Report: Middle Class is Falling in Majority of Cities Across U.S.

May 12, 2016

The middle class is contracting in nearly every major city across the United States, according to a new study from Pew Research.

The share of Americans living in middle-income households has fallen in 90 percent of the 229 metropolitan areas studied by Pew between 2000 and 2014, CNN reported Thursday. Those areas make up roughly three-quarters of the entire U.S. population.

The trend crosses regional boundaries, emerging in Atlanta, New York, San Francisco, and Denver along with smaller Midwestern metros, college towns, and coastal cities.

The Washington Post reported:

Pew reported in December that a clear majority of American adults no longer live in the middle class, a demographic reality shaped by decades of widening inequality, declining industry and the erosion of financial stability and family-wage jobs.
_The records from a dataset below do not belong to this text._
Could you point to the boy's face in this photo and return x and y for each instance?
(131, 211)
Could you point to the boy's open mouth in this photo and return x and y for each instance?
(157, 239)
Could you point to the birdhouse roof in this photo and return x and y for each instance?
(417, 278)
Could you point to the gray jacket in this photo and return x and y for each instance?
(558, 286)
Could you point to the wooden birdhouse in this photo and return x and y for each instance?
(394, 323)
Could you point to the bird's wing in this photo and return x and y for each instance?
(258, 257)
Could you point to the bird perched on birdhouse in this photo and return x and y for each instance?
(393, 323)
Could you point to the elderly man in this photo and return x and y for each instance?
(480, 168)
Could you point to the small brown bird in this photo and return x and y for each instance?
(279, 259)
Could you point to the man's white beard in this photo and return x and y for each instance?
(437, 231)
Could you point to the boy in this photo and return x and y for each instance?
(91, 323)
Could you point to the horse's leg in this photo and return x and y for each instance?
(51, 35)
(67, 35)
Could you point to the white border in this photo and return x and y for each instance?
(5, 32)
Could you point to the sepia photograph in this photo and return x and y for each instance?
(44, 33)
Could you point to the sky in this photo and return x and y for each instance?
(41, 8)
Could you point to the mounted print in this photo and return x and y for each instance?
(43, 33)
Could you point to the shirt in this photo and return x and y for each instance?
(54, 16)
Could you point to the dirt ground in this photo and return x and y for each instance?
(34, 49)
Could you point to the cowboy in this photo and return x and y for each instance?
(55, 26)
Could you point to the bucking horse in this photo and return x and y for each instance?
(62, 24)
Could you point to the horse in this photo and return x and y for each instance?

But while much of the attention has focused on communities hardest hit by economic declines, the new Pew data, based on metro-level income data since 2000, show that middle-class stagnation is a far broader phenomenon.

In its comprehensive report, Pew attributed the shrinking middle class to rising income inequality across the U.S. while household incomes continue to decrease throughout most metropolitan areas.
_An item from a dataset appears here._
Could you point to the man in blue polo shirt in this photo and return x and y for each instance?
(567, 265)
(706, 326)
As the middle class contracts, the lower and upper classes are growing. The share of Americans in upper-income households has grown in 172 of the 229 metro areas studied while the share of adults in lower-income households has risen in 160 metro areas from 2000 to 2014, Pew reported.
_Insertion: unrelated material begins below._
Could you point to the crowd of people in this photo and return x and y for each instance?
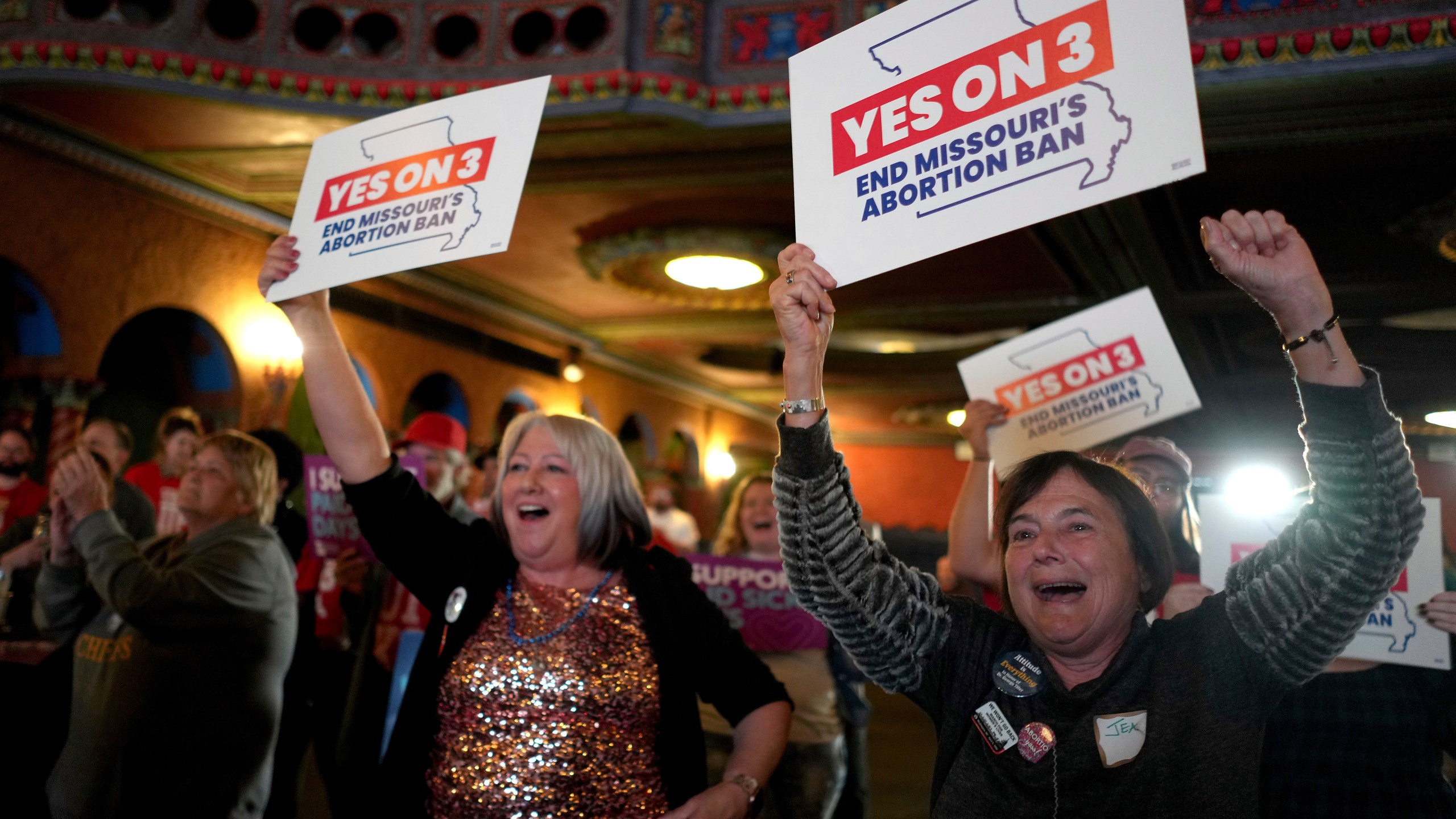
(523, 637)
In some areas, a chiseled middle class has led to economic gains, the Washington Post noted, with "booming energy hubs" like Midland, Texas feeling a positive impact.

The 2016 presidential election has largely focused on the nation's shrinking middle class with voters on both sides of the political spectrum feeling left behind by the U.S. political system—sentiments that are reflected in the rise of Donald Trump and Sen. Bernie Sanders (I., Vt.).

While most national attention has focused on stagnant economies in rural localities, the Pew report unveiled the trend is overwhelmingly pervasive.